Illustrative Example - Dice

Imagine rolling a fair die. The result would be a number 1-6, all with equal chance. The probability distribution of the dice roll \(p_\text{dice}\) could thus be described as the following table:

\(\text{roll}\) \(1\) \(2\) \(3\) \(4\) \(5\) \(6\)
\(p_\text{dice}(\text{roll})\) \(\frac16\) \(\frac16\) \(\frac16\) \(\frac16\) \(\frac16\) \(\frac16\)
Illustrative Example - Images

Imagine 2x2 images with 1 grayscale channel, where the channel value goes from 0-255. Each image can be thought of as a \(2\times2\times1\) list of numbers.
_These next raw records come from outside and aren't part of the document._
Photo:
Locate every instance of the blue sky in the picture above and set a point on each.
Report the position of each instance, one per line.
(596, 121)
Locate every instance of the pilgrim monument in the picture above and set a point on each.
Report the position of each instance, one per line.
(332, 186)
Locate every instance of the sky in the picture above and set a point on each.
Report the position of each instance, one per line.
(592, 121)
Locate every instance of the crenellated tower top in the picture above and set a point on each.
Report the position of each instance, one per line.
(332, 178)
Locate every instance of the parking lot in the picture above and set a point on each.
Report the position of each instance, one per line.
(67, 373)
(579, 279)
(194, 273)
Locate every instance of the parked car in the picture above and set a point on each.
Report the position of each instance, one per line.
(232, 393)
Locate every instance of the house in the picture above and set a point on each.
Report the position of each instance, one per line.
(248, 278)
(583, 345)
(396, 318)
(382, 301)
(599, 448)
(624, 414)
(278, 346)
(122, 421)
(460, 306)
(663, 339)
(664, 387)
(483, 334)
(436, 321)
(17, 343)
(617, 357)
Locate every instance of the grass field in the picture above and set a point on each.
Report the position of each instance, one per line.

For example, this could be a black and white image where the top left pixel has brightness 100, bottom right 200, and the rest completely dark:

\(\begin{bmatrix}[100] & [0] \\ [0] & [200]\end{bmatrix}\)

Assigning each image with a probability creates a probability distribution for these grayscale images:

\(\text{Image}\) \(\begin{bmatrix}[100] & [0] \\ [0] & [200]\end{bmatrix}\) \(\begin{bmatrix}[42] & [0] \\ [0] & [42]\end{bmatrix}\) ...
\(p_\text{data}(\text{Image})\) \(\frac1{1234}\) \(\frac{11}{1337}\) ...

Real world images are obviously more complex, having dynamic widths \(W\) and heights \(H\), with multiple color channels like RGB. This results in \(W\times H\times 3\) list of numbers. However, the principles stay fundamentally the same.

Why Modeling \(p_\text{data}\) is a Problem

Great! So, just train a neural network to learn \(p_\text{data},\) right? Well... it's not so easy.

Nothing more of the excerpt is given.